Hi,
2017-10-05 22:29 GMT+02:00 Joel Weinberger <
joel.we...@gmail.com>:
> Thanks! Indeed, --disable_new_pid solves the problem. Just to clarify what's
> going on here and make sure I fully understand:
>
> Starting in PID namespace NS1, -Me calls unshare() before execv(), by
> default creating a new PID namespace with CLONE_NEWPID, which we'll call
> NS2.
> However, unshare() does not put the current process itself into NS2, so the
> top process the execv runs in is still NS1.
> When the binary is run, if it forks/clones, it puts all the new processes
> into NS2.
> This includes clones to make threads. However, threads must be in the same
> PID namespace as their parent process. Since in this case the parent is in
> NS1 but new processes attempt to be put in NS2, thread creation fails.

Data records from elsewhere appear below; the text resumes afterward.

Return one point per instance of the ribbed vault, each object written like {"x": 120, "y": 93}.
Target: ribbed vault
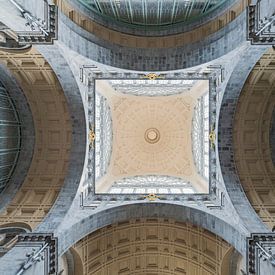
{"x": 52, "y": 137}
{"x": 252, "y": 126}
{"x": 153, "y": 246}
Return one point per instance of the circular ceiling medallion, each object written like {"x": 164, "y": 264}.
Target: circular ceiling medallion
{"x": 152, "y": 135}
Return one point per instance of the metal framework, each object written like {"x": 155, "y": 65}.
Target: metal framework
{"x": 260, "y": 247}
{"x": 103, "y": 135}
{"x": 260, "y": 28}
{"x": 152, "y": 184}
{"x": 157, "y": 87}
{"x": 200, "y": 136}
{"x": 152, "y": 13}
{"x": 10, "y": 141}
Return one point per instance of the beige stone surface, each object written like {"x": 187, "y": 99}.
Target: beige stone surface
{"x": 168, "y": 120}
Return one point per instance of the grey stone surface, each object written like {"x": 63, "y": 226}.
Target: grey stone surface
{"x": 159, "y": 30}
{"x": 233, "y": 185}
{"x": 68, "y": 235}
{"x": 78, "y": 149}
{"x": 27, "y": 137}
{"x": 272, "y": 137}
{"x": 141, "y": 59}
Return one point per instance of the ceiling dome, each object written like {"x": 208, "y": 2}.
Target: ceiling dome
{"x": 152, "y": 12}
{"x": 9, "y": 137}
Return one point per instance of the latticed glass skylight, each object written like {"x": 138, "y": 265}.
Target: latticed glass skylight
{"x": 200, "y": 135}
{"x": 103, "y": 135}
{"x": 158, "y": 87}
{"x": 152, "y": 12}
{"x": 152, "y": 136}
{"x": 152, "y": 184}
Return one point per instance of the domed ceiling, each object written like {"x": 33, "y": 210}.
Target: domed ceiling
{"x": 150, "y": 137}
{"x": 9, "y": 137}
{"x": 152, "y": 12}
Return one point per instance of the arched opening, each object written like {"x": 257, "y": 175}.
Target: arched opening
{"x": 153, "y": 246}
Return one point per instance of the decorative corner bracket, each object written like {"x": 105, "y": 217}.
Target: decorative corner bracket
{"x": 260, "y": 28}
{"x": 43, "y": 248}
{"x": 260, "y": 248}
{"x": 43, "y": 31}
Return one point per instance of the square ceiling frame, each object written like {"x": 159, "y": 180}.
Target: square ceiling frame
{"x": 213, "y": 76}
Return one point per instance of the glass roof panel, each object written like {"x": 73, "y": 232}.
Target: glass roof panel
{"x": 152, "y": 12}
{"x": 9, "y": 137}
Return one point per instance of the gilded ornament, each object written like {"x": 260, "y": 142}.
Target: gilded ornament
{"x": 212, "y": 137}
{"x": 92, "y": 137}
{"x": 151, "y": 197}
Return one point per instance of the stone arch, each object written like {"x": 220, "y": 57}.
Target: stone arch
{"x": 26, "y": 137}
{"x": 154, "y": 53}
{"x": 155, "y": 246}
{"x": 251, "y": 133}
{"x": 53, "y": 137}
{"x": 69, "y": 235}
{"x": 225, "y": 138}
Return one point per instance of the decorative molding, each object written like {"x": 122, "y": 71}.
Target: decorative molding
{"x": 43, "y": 30}
{"x": 260, "y": 247}
{"x": 89, "y": 199}
{"x": 44, "y": 248}
{"x": 260, "y": 29}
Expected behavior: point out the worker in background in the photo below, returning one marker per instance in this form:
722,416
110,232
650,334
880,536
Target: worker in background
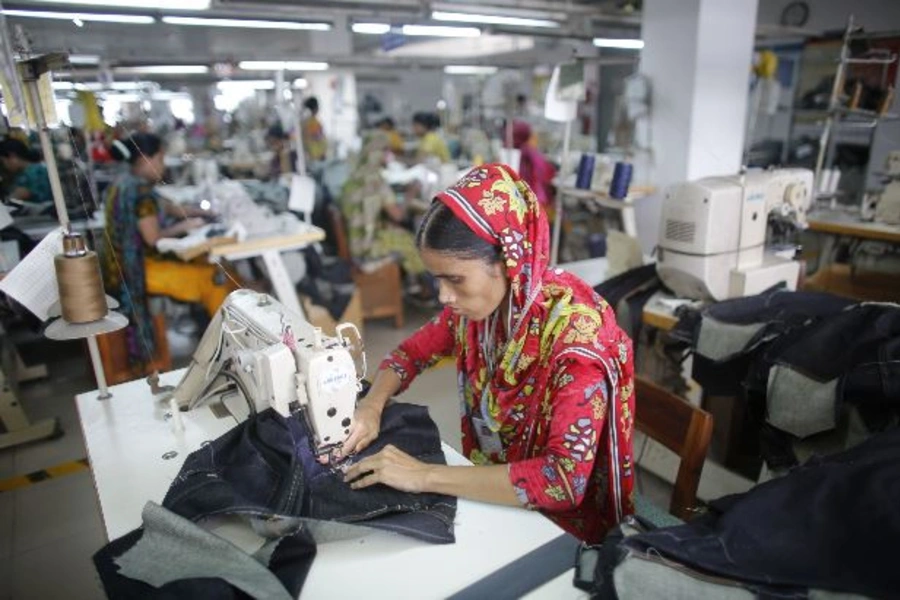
284,159
29,181
314,143
546,376
136,219
395,140
534,168
431,144
376,222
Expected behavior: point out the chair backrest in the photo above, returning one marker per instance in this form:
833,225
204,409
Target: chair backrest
341,243
682,428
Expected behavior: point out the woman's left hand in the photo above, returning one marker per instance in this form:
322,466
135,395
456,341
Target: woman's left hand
393,468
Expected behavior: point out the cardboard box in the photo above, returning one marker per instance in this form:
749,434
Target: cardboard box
320,317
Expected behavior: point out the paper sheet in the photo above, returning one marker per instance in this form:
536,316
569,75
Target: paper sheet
33,282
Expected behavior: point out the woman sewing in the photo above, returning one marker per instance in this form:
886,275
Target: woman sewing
136,219
431,144
29,179
545,373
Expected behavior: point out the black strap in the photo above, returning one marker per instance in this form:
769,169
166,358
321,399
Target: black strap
526,573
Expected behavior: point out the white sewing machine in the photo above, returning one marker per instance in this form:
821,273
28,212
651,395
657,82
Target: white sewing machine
888,208
276,359
713,233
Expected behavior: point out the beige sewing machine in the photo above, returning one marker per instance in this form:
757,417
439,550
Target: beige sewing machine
713,233
274,358
888,208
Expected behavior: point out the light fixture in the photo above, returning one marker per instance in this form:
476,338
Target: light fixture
84,59
440,31
246,23
86,17
254,84
282,65
621,43
163,70
371,28
469,70
440,15
155,4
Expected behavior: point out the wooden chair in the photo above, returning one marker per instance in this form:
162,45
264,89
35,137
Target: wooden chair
682,428
382,288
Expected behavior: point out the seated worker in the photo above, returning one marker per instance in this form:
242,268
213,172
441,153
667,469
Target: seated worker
374,218
395,140
431,144
314,143
546,376
29,179
285,159
132,266
534,167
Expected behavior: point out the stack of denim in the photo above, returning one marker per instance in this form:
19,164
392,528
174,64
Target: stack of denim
265,471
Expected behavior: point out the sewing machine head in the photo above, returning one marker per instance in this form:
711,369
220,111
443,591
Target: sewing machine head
276,359
713,232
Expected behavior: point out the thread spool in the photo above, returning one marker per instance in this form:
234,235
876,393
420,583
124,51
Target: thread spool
618,187
81,294
585,172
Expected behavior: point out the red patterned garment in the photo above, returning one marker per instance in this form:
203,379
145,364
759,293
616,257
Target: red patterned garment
562,396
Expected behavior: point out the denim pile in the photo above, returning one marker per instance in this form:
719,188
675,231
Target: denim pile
263,470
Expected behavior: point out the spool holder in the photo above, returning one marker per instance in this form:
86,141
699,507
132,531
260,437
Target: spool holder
30,70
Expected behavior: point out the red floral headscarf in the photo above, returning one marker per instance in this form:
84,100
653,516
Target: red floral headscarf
555,315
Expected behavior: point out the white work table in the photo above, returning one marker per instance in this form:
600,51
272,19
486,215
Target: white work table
128,435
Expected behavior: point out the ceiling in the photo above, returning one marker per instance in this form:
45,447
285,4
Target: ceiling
161,43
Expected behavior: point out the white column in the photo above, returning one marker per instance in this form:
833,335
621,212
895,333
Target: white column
697,55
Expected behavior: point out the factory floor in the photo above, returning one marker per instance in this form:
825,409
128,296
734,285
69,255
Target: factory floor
50,528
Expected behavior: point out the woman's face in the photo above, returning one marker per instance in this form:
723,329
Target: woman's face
151,168
470,287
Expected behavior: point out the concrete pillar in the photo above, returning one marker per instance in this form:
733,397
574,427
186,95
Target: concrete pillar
697,55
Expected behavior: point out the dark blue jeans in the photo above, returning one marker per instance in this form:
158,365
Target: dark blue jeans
265,468
831,524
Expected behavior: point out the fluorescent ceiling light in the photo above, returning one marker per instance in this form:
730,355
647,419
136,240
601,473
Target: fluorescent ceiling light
97,17
157,4
282,65
469,70
163,70
255,84
491,19
246,23
371,28
84,59
619,43
441,31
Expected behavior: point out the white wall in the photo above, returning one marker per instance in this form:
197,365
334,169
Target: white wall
697,55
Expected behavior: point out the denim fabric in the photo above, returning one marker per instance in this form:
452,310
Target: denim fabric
290,563
265,468
831,524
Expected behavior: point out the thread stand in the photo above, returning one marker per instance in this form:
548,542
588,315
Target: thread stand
84,308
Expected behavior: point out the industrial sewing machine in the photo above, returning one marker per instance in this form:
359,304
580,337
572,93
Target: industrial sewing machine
276,359
713,234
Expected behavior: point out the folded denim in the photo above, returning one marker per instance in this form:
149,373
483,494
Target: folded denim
265,468
831,524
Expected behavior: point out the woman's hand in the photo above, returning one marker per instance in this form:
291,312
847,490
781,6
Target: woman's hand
393,468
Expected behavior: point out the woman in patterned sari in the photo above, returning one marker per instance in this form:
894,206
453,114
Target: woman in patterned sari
374,218
545,374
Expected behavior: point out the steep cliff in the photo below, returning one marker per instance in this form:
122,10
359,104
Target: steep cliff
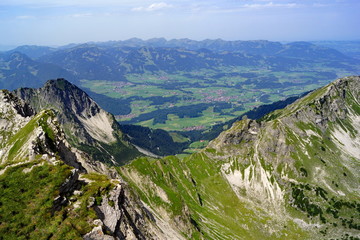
86,125
293,174
52,190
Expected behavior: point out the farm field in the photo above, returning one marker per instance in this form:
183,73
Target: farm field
196,100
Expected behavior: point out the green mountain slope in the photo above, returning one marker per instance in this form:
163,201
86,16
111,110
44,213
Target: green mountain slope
49,189
86,125
292,175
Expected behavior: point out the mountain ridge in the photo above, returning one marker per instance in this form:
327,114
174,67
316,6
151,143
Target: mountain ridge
292,174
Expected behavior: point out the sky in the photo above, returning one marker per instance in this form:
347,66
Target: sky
60,22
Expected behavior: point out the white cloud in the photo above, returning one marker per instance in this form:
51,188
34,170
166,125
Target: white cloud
271,5
153,7
81,15
25,17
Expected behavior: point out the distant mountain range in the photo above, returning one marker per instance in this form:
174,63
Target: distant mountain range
31,66
67,171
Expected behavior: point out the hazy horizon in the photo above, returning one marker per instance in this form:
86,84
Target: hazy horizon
62,22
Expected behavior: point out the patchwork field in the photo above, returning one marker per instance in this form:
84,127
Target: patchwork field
196,100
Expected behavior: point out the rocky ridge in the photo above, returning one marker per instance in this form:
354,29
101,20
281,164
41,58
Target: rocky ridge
293,174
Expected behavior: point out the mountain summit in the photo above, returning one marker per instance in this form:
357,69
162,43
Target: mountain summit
293,174
86,125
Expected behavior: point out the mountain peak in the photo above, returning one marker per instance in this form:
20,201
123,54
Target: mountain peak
86,124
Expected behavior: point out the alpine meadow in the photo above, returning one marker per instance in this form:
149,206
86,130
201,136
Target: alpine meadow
179,120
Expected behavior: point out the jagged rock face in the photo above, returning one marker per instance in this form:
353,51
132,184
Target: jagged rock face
85,124
33,142
297,167
294,174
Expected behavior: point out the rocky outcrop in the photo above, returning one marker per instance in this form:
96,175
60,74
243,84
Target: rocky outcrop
86,126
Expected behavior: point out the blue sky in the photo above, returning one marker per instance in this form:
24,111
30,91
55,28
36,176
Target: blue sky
59,22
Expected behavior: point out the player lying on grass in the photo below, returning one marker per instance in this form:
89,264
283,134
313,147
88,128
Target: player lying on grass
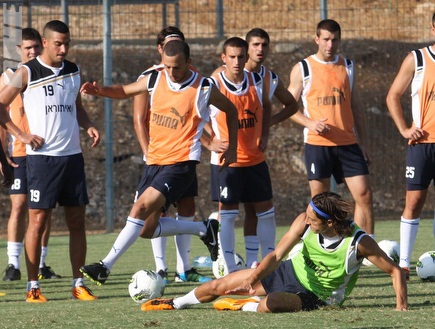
323,273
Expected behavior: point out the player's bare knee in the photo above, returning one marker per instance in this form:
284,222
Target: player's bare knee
278,302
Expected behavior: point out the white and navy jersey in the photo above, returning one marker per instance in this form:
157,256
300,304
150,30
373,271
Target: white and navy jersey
50,105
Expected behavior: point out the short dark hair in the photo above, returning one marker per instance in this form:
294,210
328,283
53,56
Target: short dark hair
257,32
329,25
169,31
55,26
337,209
175,47
235,42
29,33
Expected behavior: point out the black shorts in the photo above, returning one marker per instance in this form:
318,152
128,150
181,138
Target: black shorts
339,161
241,184
173,181
283,279
420,166
19,186
56,179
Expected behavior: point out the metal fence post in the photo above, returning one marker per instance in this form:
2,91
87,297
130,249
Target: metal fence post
323,9
220,18
64,10
108,122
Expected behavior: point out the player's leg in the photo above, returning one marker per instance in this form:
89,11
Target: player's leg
252,245
17,219
266,228
37,221
231,182
46,272
420,161
359,187
409,224
318,162
259,191
355,171
185,212
16,231
158,246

> Running with --disable_new_pid simply gets rid of the CLONE_NEWPID flag to
> unshare, so NS2 is never created, and the threads are created in NS1.
>
> I'm guessing that this means another (convoluted) solution would be to fork
> in the binary passed to execv, grab the PID namespace, pass the FD for that
> namespace to the parent in NS1, then run setns() in the parent to put itself
> in NS2. I might test this just to verify, but it is almost certainly
> unnecessary for my purposes.
As per 'man pid_namespaces' both unshare() and setns() work in the
same way (only child processes go into new namespace).
I understand reasons for not making the it default behavior (glibc
would go crazy as it caches PID/TID values), but surprisingly there's
no way to force it, or even for it during execve(), what is seemingly
OK, and would solve some problems.
What one can try is to actually unshare(CLONE_NEWPID), then open
/proc/self/ns/pid_for_children and then do setns() on it. It probably
not work but stiill worth trying.
BTW, there's another "interesting behavior" of CLONE_NEWPID. There
must always be a process inside this namespace (so called ns-init),
in order for subsequent clone/fork's to work. Otherwise clone/fork's
will end up with ENOMEM. Therefore with -Me, nsjail creates a dummy
init which is always inside this pid ns.
So, -Me is somewhat incomplete, and I see no good ways of making it
work, so it includes pid namespaces